City officials release safety results from Curry Ford bike lane experiment
Project caused 53 percent reduction in speed, according to city leaders
ORLANDO, Fla. – City of Orlando officials released safety results Tuesday from a monthlong experiment that added bike lanes along Curry Ford Road earlier this year.
The Curry Ford Road Safety Demonstration Project, which ran from April 9 to May 3, reduced the area between Bumby Avenue and South Crystal Lake Drive from four traffic lanes to two.
The city reported a 53 percent decrease in speeding, 50 percent increase in biking and 38 percent increase in walking in the corridor during the pilot program.
“The biggest takeaway is that we can implement change in a short time to try out things and implement safety,” Chris Cairns, the division manager of transportation engineering for the city of Orlando, said Tuesday in a community open house. “Not everything goes perfectly, but that’s why we try things, and we did learn some lessons about how we can better do things in the future. But we definitely had some safety benefits on this.”
According to Cairns, the experiment was successful in accomplishing its goal of promoting speed reduction.
“The general speeds were down 5 miles per hour, and that was not counting the peak times,” Cairns said. “We received a lot of input that people felt more comfortable crossing the road and there was a lot more yielding by drivers where people use the crosswalk. People felt more comfortable bicycling as well.”
Findings from the Curry Ford Road Safety Demonstration project will be shared with other U.S. cities to help improve the safety of pedestrians, bicyclists and drivers.
"Overall, another success out of the project was that people were more aware of the idea that we're promoting bicycle and pedestrian traffic,” Cairns said. “This is not a bicycle project, it was about safety and bringing [traffic] down to one lane in each direction.

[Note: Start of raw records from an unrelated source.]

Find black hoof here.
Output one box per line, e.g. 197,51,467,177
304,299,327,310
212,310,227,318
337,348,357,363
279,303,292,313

We chose to use it as a bike facility, but really, it was more about safety, and it brought a lot of attention. Positive or negative, it brought the safety aspects out for the public.”
Residents expressed mixed feelings about the addition of bike lanes. Julio Paredes, the owner of JJ’s Fusion Grille on Curry Ford, said the project didn’t heavily impact his business, but he thought it would be better suited to a different area.
“For the most part, it didn’t really affect us,” Paredes said. “I think people were complaining because it took longer to get to work and home. I think it’s a good idea, this area is just congested.”
Other residents were unhappy with the bike lanes and felt they actually decreased safety.
“Traffic slowed down and backed up. People were driving in the pedestrian lane anyway to get where they wanted to be faster,” a bicyclist who asked to remain anonymous said. “As a bicyclist, I would prefer to be on the sidewalk, especially on Curry Ford.”
According to city officials, the city is currently looking at implementing similar pilot programs in other parts of the city to make roads safer.
"Right now, the Department of Transportation has a project on Robinson Street that is looking to take the four-lane section near Lake Eola and convert that to a three-lane road,” Cairns said. “That's a few years off, but it is in the works and has been for years."
A full report on the study and findings can be found on the city of Orlando’s website at www.cityoforlando.net/safestreets.